Figure 1. Behavior of the polio model.

Figure 1

(A) Distribution of mucosal immunity by number of OPV doses given to a previously naïve individual. The depth axis in figure represents the probability distribution of antibody titer in the stochastic model and the red line represents the population mean of the antibody titer resulting from the distribution. (B) Shedding as a function of initial mucosal immunity and time since infection. (C) Probability of infection with different immunity levels and challenge doses.

The primary motivation for inclusion of intra-host dynamics is to accurately represent observed population heterogeneity in probability of infection, shedding titers and shedding duration and their correlations within a single individual.
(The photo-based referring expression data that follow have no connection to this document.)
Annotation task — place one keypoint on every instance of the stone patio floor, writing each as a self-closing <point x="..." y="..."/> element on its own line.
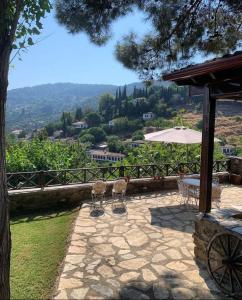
<point x="145" y="254"/>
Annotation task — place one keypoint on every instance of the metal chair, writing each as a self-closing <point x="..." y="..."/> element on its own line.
<point x="182" y="192"/>
<point x="98" y="197"/>
<point x="118" y="196"/>
<point x="216" y="195"/>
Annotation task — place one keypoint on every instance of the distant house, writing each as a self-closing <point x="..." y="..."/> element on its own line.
<point x="17" y="132"/>
<point x="134" y="144"/>
<point x="148" y="116"/>
<point x="228" y="150"/>
<point x="57" y="133"/>
<point x="100" y="155"/>
<point x="80" y="125"/>
<point x="103" y="146"/>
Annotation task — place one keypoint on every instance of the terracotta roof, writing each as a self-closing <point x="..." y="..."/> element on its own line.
<point x="228" y="61"/>
<point x="106" y="153"/>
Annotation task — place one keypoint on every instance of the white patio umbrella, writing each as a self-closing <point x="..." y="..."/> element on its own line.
<point x="176" y="135"/>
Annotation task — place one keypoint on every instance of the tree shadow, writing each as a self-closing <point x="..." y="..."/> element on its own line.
<point x="172" y="285"/>
<point x="175" y="217"/>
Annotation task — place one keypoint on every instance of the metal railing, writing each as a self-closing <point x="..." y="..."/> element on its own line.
<point x="42" y="179"/>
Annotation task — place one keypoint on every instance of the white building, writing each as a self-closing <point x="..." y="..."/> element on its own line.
<point x="57" y="133"/>
<point x="80" y="125"/>
<point x="100" y="155"/>
<point x="111" y="123"/>
<point x="148" y="116"/>
<point x="228" y="150"/>
<point x="17" y="132"/>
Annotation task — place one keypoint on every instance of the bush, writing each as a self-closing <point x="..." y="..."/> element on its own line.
<point x="87" y="138"/>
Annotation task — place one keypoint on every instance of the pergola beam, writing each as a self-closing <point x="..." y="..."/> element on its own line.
<point x="209" y="108"/>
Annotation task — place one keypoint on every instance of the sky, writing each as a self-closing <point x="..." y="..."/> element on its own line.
<point x="62" y="57"/>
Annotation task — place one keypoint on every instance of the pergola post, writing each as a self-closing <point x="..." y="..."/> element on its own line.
<point x="206" y="175"/>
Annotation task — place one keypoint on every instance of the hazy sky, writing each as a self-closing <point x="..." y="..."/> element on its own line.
<point x="62" y="57"/>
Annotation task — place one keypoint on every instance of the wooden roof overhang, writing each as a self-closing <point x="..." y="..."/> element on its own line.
<point x="220" y="78"/>
<point x="223" y="76"/>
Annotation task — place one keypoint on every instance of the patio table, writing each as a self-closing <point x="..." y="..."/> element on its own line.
<point x="193" y="188"/>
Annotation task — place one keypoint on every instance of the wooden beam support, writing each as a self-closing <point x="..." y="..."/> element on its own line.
<point x="209" y="108"/>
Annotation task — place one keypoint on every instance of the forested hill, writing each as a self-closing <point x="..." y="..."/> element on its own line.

The model is able to describe how these quantities change over time for a single individual over the course of multiple exposures to virus. The intra-host model is parameterized as described in Behrend et al. [3] and makes extensive use of existing polio vaccine challenge data. The ability to represent this heterogeneity and include this correlated data is beyond the reach of a simpler model which does not track individual immune dynamics.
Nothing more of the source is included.